Et encore une allégation très suspecte : on n'a pas le droit de mettre quelqu'un à mort comme ça, juste pour des paroles qu'il ait prononcées, à une seule exception : s'il a blasphémé. Dans l'évangile de Jean, on voit ainsi effectivement les Judéens s'apprêter en quelques occasions à le faire périr sans autre forme de procès, parce qu'ils estiment qu'il s'est égalé à Dieu. Mais ici, ce qu'il a dit en rappelant deux épisodes, l'un avec Élie et l'autre avec Élisée, tendrait tout au plus à sous-entendre qu'il est lui aussi prophète et que c'est Dieu qui lui aurait intimé de ne pas faire de miracles à Nazareth. De même, au sujet du passage d'Isaïe qu'il a lu (et il ne faut pas croire qu'il l'ait choisi, c'était simplement celui de la "parasha" de ce shabbat-là), même si le commentaire qu'il en fait impliquerait qu'il se considère comme celui-là qui a reçu l'esprit de YHWH, à nouveau ce n'est là que s'affirmer prophète, certainement pas s'identifier à Dieu lui-même.

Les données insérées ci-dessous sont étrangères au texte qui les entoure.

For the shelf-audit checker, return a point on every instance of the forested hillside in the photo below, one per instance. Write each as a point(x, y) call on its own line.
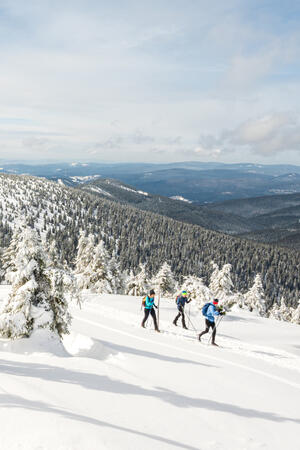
point(140, 236)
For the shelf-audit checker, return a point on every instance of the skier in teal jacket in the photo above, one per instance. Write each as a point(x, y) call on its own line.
point(149, 309)
point(210, 314)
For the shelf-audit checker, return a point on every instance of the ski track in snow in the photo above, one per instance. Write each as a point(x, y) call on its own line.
point(281, 358)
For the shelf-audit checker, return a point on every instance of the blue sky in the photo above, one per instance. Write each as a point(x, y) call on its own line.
point(150, 81)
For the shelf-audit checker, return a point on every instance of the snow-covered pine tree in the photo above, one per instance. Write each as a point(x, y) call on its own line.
point(117, 277)
point(284, 311)
point(295, 314)
point(98, 275)
point(164, 281)
point(255, 297)
point(83, 258)
point(130, 284)
point(280, 312)
point(196, 289)
point(8, 268)
point(59, 304)
point(138, 284)
point(34, 303)
point(221, 285)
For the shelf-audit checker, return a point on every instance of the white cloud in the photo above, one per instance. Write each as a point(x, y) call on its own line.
point(145, 80)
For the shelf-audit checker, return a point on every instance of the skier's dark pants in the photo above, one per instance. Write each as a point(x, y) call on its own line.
point(209, 325)
point(180, 313)
point(152, 312)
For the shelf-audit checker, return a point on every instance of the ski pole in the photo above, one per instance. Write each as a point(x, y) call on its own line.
point(188, 316)
point(158, 308)
point(217, 324)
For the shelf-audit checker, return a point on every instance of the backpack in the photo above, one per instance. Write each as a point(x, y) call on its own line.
point(205, 308)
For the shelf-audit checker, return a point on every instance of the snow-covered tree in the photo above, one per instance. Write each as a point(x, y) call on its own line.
point(137, 284)
point(255, 297)
point(221, 285)
point(281, 312)
point(196, 289)
point(164, 281)
point(115, 275)
point(295, 314)
point(8, 259)
point(35, 301)
point(84, 248)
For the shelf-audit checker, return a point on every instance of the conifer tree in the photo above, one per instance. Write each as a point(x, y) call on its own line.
point(138, 284)
point(221, 284)
point(255, 297)
point(35, 302)
point(196, 289)
point(295, 314)
point(164, 281)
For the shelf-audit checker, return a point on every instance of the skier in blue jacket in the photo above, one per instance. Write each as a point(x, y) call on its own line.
point(211, 312)
point(181, 300)
point(149, 309)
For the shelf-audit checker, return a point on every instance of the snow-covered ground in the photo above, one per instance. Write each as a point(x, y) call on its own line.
point(118, 386)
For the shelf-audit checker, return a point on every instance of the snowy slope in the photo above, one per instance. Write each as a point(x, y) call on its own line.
point(123, 387)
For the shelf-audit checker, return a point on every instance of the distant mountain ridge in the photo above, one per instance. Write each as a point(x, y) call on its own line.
point(60, 213)
point(271, 219)
point(196, 181)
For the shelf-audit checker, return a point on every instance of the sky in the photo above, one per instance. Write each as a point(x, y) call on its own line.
point(159, 81)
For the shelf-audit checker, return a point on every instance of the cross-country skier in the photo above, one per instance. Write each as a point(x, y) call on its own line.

On a donc plutôt affaire à un texte de propagande. On sait que Luc était un disciple de Paul, de celui par lequel (même s'il le regrettait lui-même très profondément, dans une incompréhension à la limite de la déréliction) le christianisme est devenu assez vite une histoire majoritairement de non-Juifs, et c'est donc ce que Luc veut faire passer comme message : dès le départ Jésus est viscéralement (fureur : cela les met complètement hors d'eux-mêmes pour qu'ils transgressent ainsi les garde-fous de la torah) rejeté par les siens, ils ne veulent pas de lui, ils sont incapables de le comprendre et encore moins de le suivre, prêts à le tuer comme ils l'ont déjà fait par le passé pour tant de leurs prophètes. Ainsi se trouverait totalement justifiée cette ouverture aux goïm pour laquelle plaide l'auteur, là où ses autres collègues évangélistes sont nettement plus prudents sinon même parfois timorés (Matthieu particulièrement).

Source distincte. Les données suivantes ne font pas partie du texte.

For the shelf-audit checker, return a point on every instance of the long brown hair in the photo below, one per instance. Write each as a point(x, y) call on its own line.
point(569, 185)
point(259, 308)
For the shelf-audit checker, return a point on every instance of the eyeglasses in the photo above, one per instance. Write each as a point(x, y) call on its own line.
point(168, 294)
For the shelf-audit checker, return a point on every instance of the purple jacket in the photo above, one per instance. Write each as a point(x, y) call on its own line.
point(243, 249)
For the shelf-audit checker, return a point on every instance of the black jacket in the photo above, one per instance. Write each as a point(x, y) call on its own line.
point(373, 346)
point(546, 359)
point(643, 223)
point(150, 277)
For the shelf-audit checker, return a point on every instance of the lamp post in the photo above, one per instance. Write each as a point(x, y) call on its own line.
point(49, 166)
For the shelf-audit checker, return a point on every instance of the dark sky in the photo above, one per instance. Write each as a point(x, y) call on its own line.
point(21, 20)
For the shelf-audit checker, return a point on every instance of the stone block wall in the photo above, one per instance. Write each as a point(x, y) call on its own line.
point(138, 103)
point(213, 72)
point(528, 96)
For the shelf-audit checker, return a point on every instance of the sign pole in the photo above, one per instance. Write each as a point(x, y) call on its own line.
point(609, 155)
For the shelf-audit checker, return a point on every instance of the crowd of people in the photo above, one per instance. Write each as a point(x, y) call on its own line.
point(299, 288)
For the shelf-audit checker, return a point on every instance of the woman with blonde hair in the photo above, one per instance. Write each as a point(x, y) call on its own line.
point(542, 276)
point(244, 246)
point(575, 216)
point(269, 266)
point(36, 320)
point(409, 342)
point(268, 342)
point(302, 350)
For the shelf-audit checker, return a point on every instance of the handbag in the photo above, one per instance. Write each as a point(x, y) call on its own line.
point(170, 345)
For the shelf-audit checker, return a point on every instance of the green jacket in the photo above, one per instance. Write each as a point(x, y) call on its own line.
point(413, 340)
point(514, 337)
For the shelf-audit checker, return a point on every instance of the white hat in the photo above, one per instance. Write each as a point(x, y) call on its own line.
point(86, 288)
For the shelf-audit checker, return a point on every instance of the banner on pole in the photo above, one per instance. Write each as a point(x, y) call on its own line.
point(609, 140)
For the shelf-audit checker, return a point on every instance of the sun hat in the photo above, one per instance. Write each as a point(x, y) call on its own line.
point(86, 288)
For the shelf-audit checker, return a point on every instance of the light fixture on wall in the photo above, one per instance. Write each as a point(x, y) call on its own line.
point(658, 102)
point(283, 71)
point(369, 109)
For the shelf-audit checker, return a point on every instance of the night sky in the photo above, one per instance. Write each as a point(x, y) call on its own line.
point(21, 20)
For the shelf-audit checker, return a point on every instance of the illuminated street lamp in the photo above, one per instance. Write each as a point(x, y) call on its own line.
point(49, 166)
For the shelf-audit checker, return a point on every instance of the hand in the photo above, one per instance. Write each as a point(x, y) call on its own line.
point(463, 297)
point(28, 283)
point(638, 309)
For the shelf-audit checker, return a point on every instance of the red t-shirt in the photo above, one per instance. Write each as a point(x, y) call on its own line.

Agrandissement : Illustration 1
et il est venu à Nazareth où il avait été élevé
et il est entré à son habitude le jour du shabbat dans la synagogue
et il s'est levé pour lire et on lui a remis le rouleau du prophète Isaïe
et ayant déroulé le rouleau il l'a trouvé à l'endroit où il était écrit
"l'esprit de YHWH est sur moi parce qu'il m'a oint
pour annoncer une bonne nouvelle aux pauvres
il m'a envoyé proclamer délivrance aux captifs
et recouvrement de la vision aux aveugles
envoyer les opprimés à la liberté
proclamer une année de faveur de la part de YHWH"
et ayant roulé le livre et rendu au servant il s'est assis
et les yeux de tous dans la synagogue étaient fixés sur lui
alors il a commencé à leur dire
« c'est aujourd'hui que s'est accompli cet Écrit à vos oreilles »

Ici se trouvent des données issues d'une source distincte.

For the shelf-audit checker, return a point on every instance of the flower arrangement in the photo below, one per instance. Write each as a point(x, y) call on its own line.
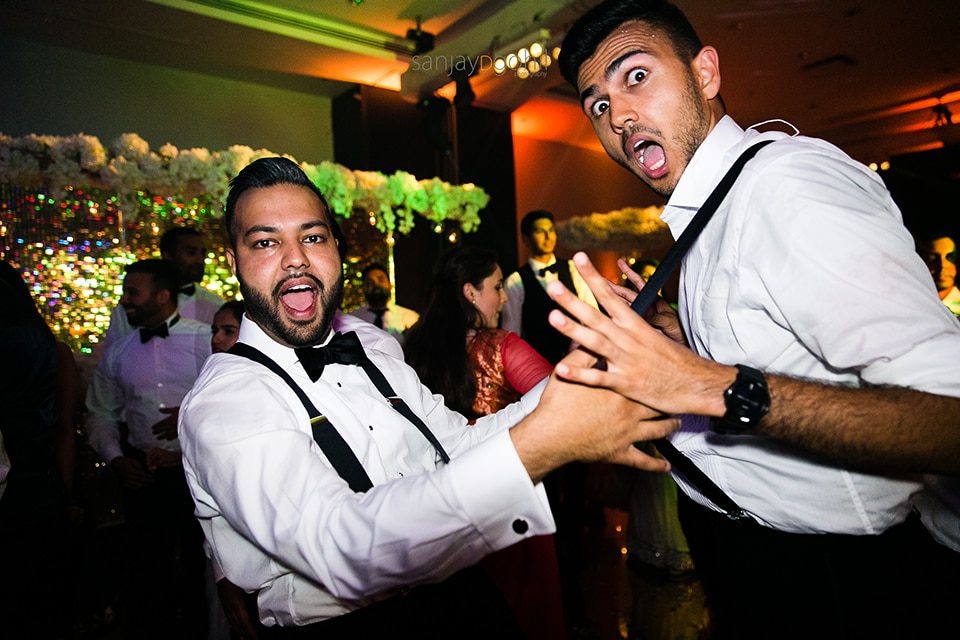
point(630, 230)
point(130, 166)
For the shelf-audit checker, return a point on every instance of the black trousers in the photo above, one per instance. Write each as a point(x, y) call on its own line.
point(763, 583)
point(467, 605)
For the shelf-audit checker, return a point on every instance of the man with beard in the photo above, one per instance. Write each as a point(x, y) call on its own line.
point(939, 250)
point(808, 387)
point(185, 248)
point(344, 528)
point(381, 311)
point(139, 382)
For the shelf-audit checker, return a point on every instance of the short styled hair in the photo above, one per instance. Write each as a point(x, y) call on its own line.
point(594, 26)
point(526, 224)
point(164, 273)
point(269, 172)
point(171, 238)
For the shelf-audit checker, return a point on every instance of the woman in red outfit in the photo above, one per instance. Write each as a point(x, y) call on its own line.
point(458, 352)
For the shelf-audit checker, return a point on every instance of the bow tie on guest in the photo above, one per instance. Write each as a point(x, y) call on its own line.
point(555, 268)
point(343, 348)
point(157, 332)
point(161, 331)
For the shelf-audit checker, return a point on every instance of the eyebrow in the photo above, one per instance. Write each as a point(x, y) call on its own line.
point(265, 228)
point(611, 69)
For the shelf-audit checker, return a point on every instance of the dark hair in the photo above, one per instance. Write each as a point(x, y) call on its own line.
point(164, 273)
point(15, 300)
point(526, 224)
point(235, 307)
point(436, 347)
point(373, 266)
point(595, 25)
point(269, 172)
point(171, 238)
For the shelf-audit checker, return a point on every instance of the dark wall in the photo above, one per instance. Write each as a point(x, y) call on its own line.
point(376, 130)
point(926, 187)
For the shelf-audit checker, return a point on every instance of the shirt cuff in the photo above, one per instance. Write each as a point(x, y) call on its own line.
point(496, 492)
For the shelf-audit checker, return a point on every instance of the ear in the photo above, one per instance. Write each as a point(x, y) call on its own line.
point(232, 261)
point(163, 296)
point(706, 68)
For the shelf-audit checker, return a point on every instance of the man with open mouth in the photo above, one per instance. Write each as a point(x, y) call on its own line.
point(779, 340)
point(330, 484)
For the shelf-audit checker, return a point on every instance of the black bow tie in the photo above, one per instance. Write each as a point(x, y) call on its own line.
point(157, 332)
point(555, 267)
point(343, 348)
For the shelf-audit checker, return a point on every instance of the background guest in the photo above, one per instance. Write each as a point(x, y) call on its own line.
point(458, 352)
point(528, 304)
point(185, 248)
point(34, 602)
point(140, 382)
point(939, 251)
point(381, 311)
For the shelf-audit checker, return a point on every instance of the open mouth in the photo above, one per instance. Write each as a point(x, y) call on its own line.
point(299, 298)
point(650, 157)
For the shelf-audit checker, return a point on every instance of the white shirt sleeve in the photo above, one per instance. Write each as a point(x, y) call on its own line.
point(105, 408)
point(512, 317)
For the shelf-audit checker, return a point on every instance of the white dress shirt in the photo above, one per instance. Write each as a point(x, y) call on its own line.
point(202, 306)
point(952, 301)
point(279, 518)
point(370, 336)
point(396, 319)
point(805, 270)
point(512, 316)
point(134, 380)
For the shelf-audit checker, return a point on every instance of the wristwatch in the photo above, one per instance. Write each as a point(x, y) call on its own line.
point(747, 401)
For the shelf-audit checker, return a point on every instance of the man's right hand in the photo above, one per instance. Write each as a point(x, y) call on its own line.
point(578, 422)
point(132, 474)
point(233, 600)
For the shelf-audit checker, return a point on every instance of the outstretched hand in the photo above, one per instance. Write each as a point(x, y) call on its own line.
point(660, 314)
point(643, 362)
point(579, 422)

et tous lui rendaient témoignage
et s'émerveillaient des paroles de grâce qui sortaient de sa bouche
mais ils disaient
« celui-ci n'est-il pas le fils de Joseph ? »
alors il leur a dit
« sûrement vous me direz ce dicton "médecin ! guéris-toi toi-même !"
tout ce que nous avons entendu qui est arrivé à Capharnaüm
fais-le aussi ici dans ta patrie ! »
puis il a dit
« amen ! je vous dis qu'aucun prophète n'est accueilli dans sa patrie
et en vérité je vous dis qu'il y avait de nombreuses veuves en Israël
aux jours d'Élie quand fut fermé le ciel pour trois ans et six mois
si bien que c'était une grande famine sur toute la terre
mais à aucune d'elles n'a été dépêché Élie
mais à une femme veuve à Sarepta de Sidon
et il y avait de nombreux lépreux en Israël sous Élisée le prophète
mais aucun d'eux ne fut purifié mais Naaman le Syrien »
alors tous furent remplis de fureur dans la synagogue en entendant ça
et s'étant levés ils le jetèrent hors de la ville
et ils l'amenèrent jusqu'à un précipice
de la montagne sur laquelle leur ville avait été bâtie
pour l'y précipiter
mais lui passa au milieu d'eux et s'en alla
(Luc 4, 16-30)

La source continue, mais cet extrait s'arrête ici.